Monday, September 17, 2012

On Boredom

I never get bored, regardless of whether I'm driving cross country or am stuck in the waiting room of the doctor's office. Though I harbor no wish to find out, I'll wager that boredom couldn't touch me even if I were placed into solitary confinement. (For a funny portrayal of that predicament, watch the scene in Stir Crazy where Gene Wilder emerges from several days in a prison oven only to declare, "Please, just one more day . . . I was just getting into myself.")

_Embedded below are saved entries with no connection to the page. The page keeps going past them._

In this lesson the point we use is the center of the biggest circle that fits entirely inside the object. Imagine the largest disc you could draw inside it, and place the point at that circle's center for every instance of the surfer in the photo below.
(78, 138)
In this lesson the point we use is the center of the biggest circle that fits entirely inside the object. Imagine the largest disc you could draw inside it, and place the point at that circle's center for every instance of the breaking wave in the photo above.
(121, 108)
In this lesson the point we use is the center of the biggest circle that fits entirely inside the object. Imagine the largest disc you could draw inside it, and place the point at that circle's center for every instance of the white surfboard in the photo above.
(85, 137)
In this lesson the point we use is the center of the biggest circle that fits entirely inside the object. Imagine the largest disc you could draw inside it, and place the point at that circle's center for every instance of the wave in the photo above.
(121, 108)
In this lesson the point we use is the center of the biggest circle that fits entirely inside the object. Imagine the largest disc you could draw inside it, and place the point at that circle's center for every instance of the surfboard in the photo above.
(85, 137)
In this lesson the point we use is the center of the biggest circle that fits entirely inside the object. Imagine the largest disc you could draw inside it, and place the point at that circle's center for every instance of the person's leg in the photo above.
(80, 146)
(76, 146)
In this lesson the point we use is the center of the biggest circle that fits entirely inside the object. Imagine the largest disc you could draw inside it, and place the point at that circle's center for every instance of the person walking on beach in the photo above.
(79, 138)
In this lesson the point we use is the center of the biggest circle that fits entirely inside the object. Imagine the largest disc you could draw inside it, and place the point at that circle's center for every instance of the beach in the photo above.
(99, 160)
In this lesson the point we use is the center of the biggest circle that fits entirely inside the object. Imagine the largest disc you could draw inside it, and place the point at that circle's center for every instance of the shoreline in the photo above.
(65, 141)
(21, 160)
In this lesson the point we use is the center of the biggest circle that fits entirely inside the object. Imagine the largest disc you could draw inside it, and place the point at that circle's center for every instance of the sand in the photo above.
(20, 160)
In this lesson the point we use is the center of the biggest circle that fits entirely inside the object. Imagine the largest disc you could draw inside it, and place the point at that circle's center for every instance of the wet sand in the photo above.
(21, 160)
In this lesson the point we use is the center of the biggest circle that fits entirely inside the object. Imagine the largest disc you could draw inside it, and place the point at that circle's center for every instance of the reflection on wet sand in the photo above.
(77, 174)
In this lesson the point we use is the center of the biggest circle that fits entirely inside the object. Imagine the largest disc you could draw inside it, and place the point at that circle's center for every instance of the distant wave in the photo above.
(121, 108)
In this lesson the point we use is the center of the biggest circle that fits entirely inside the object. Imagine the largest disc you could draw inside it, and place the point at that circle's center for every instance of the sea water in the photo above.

People who get bored easily have always struck me as the most shallow, and it was the great philosopher Arthur Schopenhauer who offered an explanation for why this is so: the vast majority of people use their intellect as a mere tool to satisfy the will's urges, so whenever the will lacks a tangible target, the intellect flounces around aimlessly. For those of us who enjoy using the intellect for its own sake -- and not as a means to an immediate end -- the intellect truly comes alive when mundane activity ceases. It's precisely when everyone else is getting bored that I'm getting happier, since I can finally indulge in introspection, reflection, and good old-fashioned daydreaming.

Our modern world offers an endless variety of ways to avoid boredom by engaging the senses in some tangible activity or other. While this sheds light on who all the shallow people are -- the ones desperately texting, chattering, or gaming -- it unfortunately has the side-effect of creating shallow people whose fledgling minds are drowned under the cacophony during childhood.